En el cuartel general del Pepedegá no se detecta una especial inquietud ante el avance de Ciudadanos en intención de voto que indican varias encuestas publicadas en los últimos días. Siguen creyendo que, también en eso, Galicia es sitio distinto. Aquí los de Rivera no suponen, al menos por hora, una amenaza creíble para la histórica hegemonía del partido fundado por Fraga, por mucho que el panorama político nacional esté sufriendo una profunda transformación que arrumbará para siempre el modelo de bipartidismo imperfecto del que se beneficiaron PP y PSOE desde la Transición hasta ayer mismo. En este rincón de España los cambios, si lo hay, se operan a un ritmo mucho más lento, o no son tan drásticos.
En el equipo de Feijoo no se discute que Ciudadanos alcanzará en la comunidad gallega, incluso a corto plazo, la cuota “razonable” de presencia pública, tanto mediática como institucional, de la que aún carece. Creen, sin embargo, que no será a costa de la clientela natural de los “populares”. Será, si acaso, una irrupción muy discreta en comparación con la que se va a producir –ya se está produciendo- en el resto de España, entre otras razones porque el mensaje de Cs carece aquí de altavoces relevantes y los (escasos) prescriptores de referencia gallegos están inequívocamente alineados con el PP –la gran mayoría- o con la actual oposición al PP, sin términos medios.
En la sede del PP gallego dan por sentado que, de cara a las municipales del año que viene, el partido naranja, de rebote, hasta puede conseguir alguna que otra alcaldía de localidades intermedias, donde, desde luego, gracias al viento que sopla a su favor, irrumpirá con un buen número de concejales a poco que acierte (o no dé el cante) en la “captación” de candidatos.
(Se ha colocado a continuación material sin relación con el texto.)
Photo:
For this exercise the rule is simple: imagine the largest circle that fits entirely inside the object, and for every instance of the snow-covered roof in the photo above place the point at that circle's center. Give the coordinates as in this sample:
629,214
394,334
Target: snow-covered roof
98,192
Los de Don Alberto tienen experiencia en eso de que partidos de izquierda, de supuesto centro, o presuntamente independientes se pongan de acuerdo para desbancar a un alcalde “pepero”. Sin embargo, los estrategas del Pepedegá tampoco descartan que Ciudadanos les ayude a conseguir algún sillón de mando, aunque solo sea por coherencia ideológica, o por pura aversión a las mareas y a sus devaneos populistas y soberanistas.
Así las cosas, reconocen algunas voces, que eventualmente el PP gallego resista mejor que otros la ofensiva de Ciudadanos en su feudo le hará ganar aún más peso en la calle Génova y hasta en Moncloa (donde ya procura hacer valer que Galicia es la única autonomía gobernada con una mayoría absoluta dos veces revalidada, en tiempos especialmente adversos para la derecha). Y eso, de paso, agrandará aún más la figura política de Alberto Núñez Feijoo, que ya hace tiempo dejó de ser uno de los “barones” del partido para convertirse en el superbarón, con preferentes derechos sucesorios.
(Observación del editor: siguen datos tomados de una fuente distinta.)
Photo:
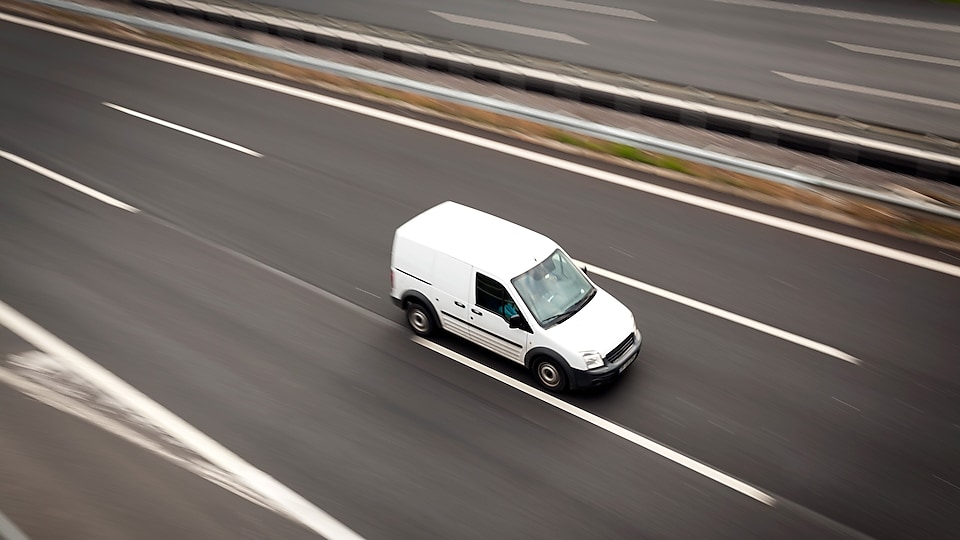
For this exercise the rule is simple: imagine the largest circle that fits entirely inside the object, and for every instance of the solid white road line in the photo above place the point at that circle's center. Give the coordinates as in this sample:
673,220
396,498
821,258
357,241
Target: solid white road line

Por razones obvias, a Rajoy no hace falta que nadie le haga ver la creciente importancia que los votos y los diputados gallegos pueden llegar a tener a la hora de amortiguar un serio revés de los populares en las próximas –y no tan remotas- elecciones generales. El día que le empiece a fallar Galicia, entonces sí, el PP nacional tendrá su supervivencia seriamente amenazada.